Une catastrophe : bondées les allées exiguës, les yeux exorbités de peur et de lassitude des employés, les baby-boomer qui se trimballent nonchalamment et te collent leurs miches dans le dos, les gondoles vidées par endroit mais jamais les bons.

Je décide de me débarrasser de cette corvée pour longtemps, et me voilà à toucher des emballages. Alors j’ai pleuré dans les allées.
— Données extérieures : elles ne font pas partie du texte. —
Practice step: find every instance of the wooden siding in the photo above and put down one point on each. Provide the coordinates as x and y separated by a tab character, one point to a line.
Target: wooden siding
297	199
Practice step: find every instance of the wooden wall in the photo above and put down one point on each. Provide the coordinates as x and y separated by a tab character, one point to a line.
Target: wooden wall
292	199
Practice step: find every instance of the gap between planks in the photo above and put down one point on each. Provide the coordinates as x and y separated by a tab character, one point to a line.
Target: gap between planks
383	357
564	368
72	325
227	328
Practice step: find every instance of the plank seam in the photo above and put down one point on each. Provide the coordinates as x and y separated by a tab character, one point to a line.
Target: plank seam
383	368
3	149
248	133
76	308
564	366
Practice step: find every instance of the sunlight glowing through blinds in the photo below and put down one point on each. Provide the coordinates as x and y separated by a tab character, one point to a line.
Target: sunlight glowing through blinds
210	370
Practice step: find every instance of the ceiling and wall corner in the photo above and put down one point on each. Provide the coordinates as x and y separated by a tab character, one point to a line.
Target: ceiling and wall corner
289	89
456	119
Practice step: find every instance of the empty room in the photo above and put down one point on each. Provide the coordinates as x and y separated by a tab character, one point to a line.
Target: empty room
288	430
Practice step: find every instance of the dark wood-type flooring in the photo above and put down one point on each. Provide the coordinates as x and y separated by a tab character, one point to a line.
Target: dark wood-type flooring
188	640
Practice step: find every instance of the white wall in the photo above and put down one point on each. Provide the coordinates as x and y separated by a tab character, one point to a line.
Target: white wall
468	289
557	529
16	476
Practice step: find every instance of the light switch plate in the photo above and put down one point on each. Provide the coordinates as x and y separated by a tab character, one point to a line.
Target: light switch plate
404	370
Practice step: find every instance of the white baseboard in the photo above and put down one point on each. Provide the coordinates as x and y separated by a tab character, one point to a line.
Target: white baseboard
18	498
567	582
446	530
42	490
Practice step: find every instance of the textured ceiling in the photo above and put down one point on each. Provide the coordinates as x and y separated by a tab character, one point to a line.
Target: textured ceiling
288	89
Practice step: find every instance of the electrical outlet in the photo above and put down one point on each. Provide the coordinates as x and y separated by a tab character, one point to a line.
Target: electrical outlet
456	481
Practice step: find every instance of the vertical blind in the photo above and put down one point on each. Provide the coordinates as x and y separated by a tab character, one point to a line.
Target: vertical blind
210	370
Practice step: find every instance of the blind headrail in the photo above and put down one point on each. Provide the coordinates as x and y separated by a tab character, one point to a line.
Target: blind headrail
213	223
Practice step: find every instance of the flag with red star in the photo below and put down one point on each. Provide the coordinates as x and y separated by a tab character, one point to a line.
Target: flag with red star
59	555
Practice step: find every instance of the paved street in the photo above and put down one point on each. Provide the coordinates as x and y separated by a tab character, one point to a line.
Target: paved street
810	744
J’ai pleuré les femmes battues coincées avec leurs maris, j’ai pleuré ceux qui doivent continuer de recevoir du public, j’ai pleuré ceux qui craquent déjà et le disent dans les allées à la recherche du réconfort, j’ai pleuré ces médecins qui meurent pour nous, ces dentistes qui doivent cesser, les entrepreneurs, les artistes, j’ai pleuré ces personnes seules et qui n’ont pas de fenêtre.

J’ai pleuré sans larmes, parce que je suis une privilégiée. J’ai de l’espace, un jardin, des têtards qui éclosent, j’aime chaque geste que je fais, et je suis bien plus armée que beaucoup dans mes habitudes de sobriété quotidienne, avec toujours une graine à faire cuire, et rien à foutre du PQ. Ça s’appelle quand-même pleurer.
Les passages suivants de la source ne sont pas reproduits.